Postmortem Analysis of Myocardial Infarct Size
At the conclusion of the study, the occluded/reperfused vascular bed and the infarct were identified by postmortem perfusion of the heart with triphenyltetrazolium and Phthalo blue dye, as described previously.9 Infarct size was calculated by computerized videoplanimetry.9
Measurement of Myocardial BH4
Myocardial BH4 content was determined by reverse-phase HPLC, as described previously.13
Statistical Analysis
Data are reported as mean±SEM. Measurements were analyzed with a 1-way or 2-way repeated-measures ANOVA, as appropriate, followed by paired or unpaired Student t tests with the Bonferroni correction. The relationship between infarct size and risk region size was compared among groups with an ANCOVA that used the size of the risk region as the covariate.9
Results
Exclusions
A total of 125 conscious rabbits were used. Seventeen of the 60 rabbits used for study I were excluded: 7 (2 each in groups I, II, and III and 1 in group IV) died of ventricular fibrillation during the 30-minute coronary occlusion, and 10 (3 in group III, 2 each in groups I, II, and IV and 1 in group VII) were excluded because of malfunction of the balloon occluder. Therefore, 9 rabbits in group IV, 8 each in groups I and II, 7 in group III, all 6 in group VI, and 5 in group VII completed the experimental protocol.
Eleven of the 65 rabbits used for study II were excluded: 8 (2 each in groups VIII, XI, and XII and 1 each in groups IX and X) died of ventricular fibrillation during the 30-minute coronary occlusion, and 3 (1 each in groups IX, X, and XI) were excluded because of malfunction of the balloon occluder. Therefore, 8 rabbits in groups VIII, IX, X, and XII, 7 in group XI, and all 5 in groups XIII, XIV, and XV completed the experimental protocol.

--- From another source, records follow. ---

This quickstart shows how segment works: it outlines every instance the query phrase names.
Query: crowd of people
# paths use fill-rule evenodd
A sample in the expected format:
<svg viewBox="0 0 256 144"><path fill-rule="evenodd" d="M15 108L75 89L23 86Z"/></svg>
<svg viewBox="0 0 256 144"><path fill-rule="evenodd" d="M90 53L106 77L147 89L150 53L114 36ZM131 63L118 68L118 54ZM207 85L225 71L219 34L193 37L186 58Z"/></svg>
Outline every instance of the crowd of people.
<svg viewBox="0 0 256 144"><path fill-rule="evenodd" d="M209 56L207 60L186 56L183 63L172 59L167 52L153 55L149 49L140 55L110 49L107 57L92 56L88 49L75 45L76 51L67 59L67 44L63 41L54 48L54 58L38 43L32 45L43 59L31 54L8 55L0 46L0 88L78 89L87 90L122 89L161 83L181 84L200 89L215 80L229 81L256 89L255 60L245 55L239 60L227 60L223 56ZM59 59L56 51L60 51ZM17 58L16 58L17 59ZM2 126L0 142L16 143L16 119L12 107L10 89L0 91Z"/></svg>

Plasma Cholesterol Levels and Atherosclerotic Lesions
As seen in Figure 2, during the 6-week period, total plasma cholesterol levels were not changed in age-matched rabbits (63±11 mg/dL at baseline versus 69±10 mg/dL at week 6) but were markedly increased in rabbits fed a 1% cholesterol-enriched diet (64±4 mg/dL at baseline versus 1359±78 mg/dL on week 6). Despite the marked increase in plasma cholesterol, postmortem oil red O staining did not reveal any macroscopic atherosclerotic lesion in the descending thoracic aorta of any hypercholesterolemic rabbit (data not shown).
Vasodilator Response
In 8 cholesterol diet–fed rabbits, the response of arterial blood pressure to endothelium-dependent (acetylcholine and bradykinin) and endothelium-independent (nitroglycerin) vasodilators was tested at baseline (before the cholesterol diet was begun) and at the end of the experiments (just before the animal was euthanized). Arterial pressure was measured as described previously.2 As shown in Figure 3, the hypotensive response to acetylcholine and bradykinin was blunted after the 6-week cholesterol diet, whereas the response to nitroglycerin was not, which suggests that NO bioactivity was impaired.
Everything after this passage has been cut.